Her hair seemed more brown than red in the darkness. She wore the same outfit I saw her in last time, a nondescript pair of jeans and a tee shirt that had once been white. She would have traded them in for a dress, before she was turned Valefar. Now, I wondered if she would don a skirt over pants. I wondered how much of my sister remained behind those eyes. Either way, it was good to see her, even if she didn’t remember our past. It saved her from experiencing the pain of our mother’s death, the loss of our childhood home… and the realization that her sister was the antichrist.
Apryl’s wide green eyes gazed at the stone walls like she didn’t know where she was. After watching her mannerisms for a moment it seemed like she was dazed. The longer I watched her, the more certain I became. Apryl was acting like a person who was hit by a car and kept on walking, unable to deal with the trauma.
She bit her lower lip, “We’re not by the Pool of Lost Souls.” She blinked hard, as if trying to remember something that was just out of reach.
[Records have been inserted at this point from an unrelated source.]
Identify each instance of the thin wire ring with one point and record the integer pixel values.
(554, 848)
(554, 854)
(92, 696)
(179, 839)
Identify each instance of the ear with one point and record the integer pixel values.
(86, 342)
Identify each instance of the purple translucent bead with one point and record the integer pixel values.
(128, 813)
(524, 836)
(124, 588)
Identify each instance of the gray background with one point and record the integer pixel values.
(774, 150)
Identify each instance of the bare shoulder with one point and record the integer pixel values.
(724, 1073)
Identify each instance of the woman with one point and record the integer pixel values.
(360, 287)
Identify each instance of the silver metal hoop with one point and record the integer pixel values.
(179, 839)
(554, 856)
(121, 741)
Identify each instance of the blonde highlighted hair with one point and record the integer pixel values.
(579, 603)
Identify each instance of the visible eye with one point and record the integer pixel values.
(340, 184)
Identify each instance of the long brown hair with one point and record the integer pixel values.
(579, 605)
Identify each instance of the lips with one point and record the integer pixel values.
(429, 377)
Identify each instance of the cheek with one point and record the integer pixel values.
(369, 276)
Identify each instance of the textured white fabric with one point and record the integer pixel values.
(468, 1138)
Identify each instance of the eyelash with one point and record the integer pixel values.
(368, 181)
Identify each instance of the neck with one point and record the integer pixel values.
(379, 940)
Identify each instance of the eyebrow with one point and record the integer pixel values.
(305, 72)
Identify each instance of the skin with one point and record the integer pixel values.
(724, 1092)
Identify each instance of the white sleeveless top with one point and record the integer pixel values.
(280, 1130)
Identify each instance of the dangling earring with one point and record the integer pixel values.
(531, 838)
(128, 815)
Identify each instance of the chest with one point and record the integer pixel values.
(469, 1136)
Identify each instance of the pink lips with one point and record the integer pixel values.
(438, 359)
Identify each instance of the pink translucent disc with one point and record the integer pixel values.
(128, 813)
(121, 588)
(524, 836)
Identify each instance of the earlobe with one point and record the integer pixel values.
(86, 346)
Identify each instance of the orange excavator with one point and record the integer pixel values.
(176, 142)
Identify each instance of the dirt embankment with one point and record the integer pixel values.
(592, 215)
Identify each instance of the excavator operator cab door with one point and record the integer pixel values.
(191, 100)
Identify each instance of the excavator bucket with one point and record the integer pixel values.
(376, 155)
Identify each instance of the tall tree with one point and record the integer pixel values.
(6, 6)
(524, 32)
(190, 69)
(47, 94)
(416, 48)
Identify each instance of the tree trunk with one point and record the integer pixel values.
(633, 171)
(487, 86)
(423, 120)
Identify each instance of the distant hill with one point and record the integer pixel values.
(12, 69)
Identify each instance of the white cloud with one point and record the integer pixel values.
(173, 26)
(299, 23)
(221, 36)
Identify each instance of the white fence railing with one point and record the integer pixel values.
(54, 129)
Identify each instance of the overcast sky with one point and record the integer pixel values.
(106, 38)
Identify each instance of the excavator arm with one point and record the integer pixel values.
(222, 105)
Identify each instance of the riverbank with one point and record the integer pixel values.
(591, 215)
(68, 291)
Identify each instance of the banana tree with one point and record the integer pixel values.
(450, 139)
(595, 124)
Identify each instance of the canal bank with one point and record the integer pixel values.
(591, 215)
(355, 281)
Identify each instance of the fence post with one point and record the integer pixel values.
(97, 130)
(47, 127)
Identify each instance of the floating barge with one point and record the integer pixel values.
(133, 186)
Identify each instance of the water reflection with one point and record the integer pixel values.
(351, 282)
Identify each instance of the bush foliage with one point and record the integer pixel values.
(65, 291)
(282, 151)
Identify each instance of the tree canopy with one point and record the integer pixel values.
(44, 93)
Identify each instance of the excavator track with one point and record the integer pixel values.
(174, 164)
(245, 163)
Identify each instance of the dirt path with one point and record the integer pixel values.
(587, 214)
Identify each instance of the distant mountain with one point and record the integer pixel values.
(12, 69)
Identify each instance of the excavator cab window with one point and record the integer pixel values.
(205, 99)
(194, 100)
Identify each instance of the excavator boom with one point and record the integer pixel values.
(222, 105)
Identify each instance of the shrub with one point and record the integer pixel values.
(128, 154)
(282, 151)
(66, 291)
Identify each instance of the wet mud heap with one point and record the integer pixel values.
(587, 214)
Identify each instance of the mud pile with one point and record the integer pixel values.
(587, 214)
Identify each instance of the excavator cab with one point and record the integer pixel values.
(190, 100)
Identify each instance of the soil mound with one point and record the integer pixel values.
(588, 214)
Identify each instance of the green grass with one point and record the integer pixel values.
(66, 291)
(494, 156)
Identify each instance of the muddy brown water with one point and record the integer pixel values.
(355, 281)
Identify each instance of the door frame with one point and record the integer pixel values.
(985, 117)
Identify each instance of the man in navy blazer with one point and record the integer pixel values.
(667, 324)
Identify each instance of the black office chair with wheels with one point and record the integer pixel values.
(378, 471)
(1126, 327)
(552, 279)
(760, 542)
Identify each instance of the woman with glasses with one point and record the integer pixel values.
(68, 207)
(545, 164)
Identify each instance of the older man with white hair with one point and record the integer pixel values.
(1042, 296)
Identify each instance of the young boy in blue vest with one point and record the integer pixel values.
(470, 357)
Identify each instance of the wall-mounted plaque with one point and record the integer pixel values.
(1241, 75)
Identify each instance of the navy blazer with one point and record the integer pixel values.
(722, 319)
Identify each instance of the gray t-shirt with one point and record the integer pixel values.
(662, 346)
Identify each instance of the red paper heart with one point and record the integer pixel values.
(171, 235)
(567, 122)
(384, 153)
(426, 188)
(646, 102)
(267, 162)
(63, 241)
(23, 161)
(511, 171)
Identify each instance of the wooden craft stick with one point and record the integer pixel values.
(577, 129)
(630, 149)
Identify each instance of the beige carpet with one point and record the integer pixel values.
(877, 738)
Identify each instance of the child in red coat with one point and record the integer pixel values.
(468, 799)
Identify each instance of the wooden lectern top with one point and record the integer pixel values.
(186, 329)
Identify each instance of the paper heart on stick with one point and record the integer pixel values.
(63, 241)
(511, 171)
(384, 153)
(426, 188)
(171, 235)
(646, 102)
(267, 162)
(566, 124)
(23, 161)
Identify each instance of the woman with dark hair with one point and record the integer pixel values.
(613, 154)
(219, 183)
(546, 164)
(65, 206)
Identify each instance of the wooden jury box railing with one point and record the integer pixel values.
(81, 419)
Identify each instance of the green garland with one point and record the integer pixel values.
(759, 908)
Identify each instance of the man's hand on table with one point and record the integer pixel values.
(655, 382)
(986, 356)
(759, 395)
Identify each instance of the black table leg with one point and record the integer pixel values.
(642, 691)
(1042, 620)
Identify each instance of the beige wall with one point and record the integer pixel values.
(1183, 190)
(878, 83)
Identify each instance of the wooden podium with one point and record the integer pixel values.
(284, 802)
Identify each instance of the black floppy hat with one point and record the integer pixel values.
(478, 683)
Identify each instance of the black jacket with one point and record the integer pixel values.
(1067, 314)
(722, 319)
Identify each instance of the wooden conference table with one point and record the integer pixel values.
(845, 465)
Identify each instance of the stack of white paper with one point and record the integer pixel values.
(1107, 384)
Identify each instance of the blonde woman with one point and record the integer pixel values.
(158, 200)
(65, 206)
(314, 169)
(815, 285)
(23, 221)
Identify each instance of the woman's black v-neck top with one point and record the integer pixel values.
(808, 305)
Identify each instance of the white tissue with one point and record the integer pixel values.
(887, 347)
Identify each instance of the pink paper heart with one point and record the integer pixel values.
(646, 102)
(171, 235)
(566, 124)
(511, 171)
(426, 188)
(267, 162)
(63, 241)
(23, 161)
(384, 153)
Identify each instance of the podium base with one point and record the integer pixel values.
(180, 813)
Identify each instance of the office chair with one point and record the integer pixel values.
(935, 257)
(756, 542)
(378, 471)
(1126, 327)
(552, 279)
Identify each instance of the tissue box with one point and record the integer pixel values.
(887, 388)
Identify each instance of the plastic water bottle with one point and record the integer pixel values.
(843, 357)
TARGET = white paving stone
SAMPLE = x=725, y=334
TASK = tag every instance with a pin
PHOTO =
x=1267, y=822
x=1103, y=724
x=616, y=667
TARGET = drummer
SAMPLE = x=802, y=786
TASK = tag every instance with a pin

When she looked at me she said, “I was. I am bound to the Pool. But, something happened, and now I’m here. He carried me here…” The fingers of her right hand pressed to her temples.
I lowered my comb, but didn’t retract the silver blades. Something was wrong. I’d never seen a disoriented Valefar. It didn’t seem to bother them in the slightest if they didn’t know where they were, as long as there were souls nearby to feed from. Cautiously, I stepped toward her, asking, “What happened? What happened at the Pool?”
She lowered her hand and glanced around. It was as if she were afraid something had followed her. I peered through the shadows surrounding us, but saw nothing. However I had the haunting suspicion that we were being watched. It made a chill rake my spine and I shivered. Her green eyes looked back at me, “I don’t know. One moment we were both there, and the next, we weren’t."
She wasn’t making any sense. “Who?” Apryl didn’t answer. She seemed to not realize I was standing in front of her. I took a step closer, and when she didn’t respond, I put my hands on her shoulders. Unblinking green eyes peered into mine. I asked again, “Who’s we, Apryl?”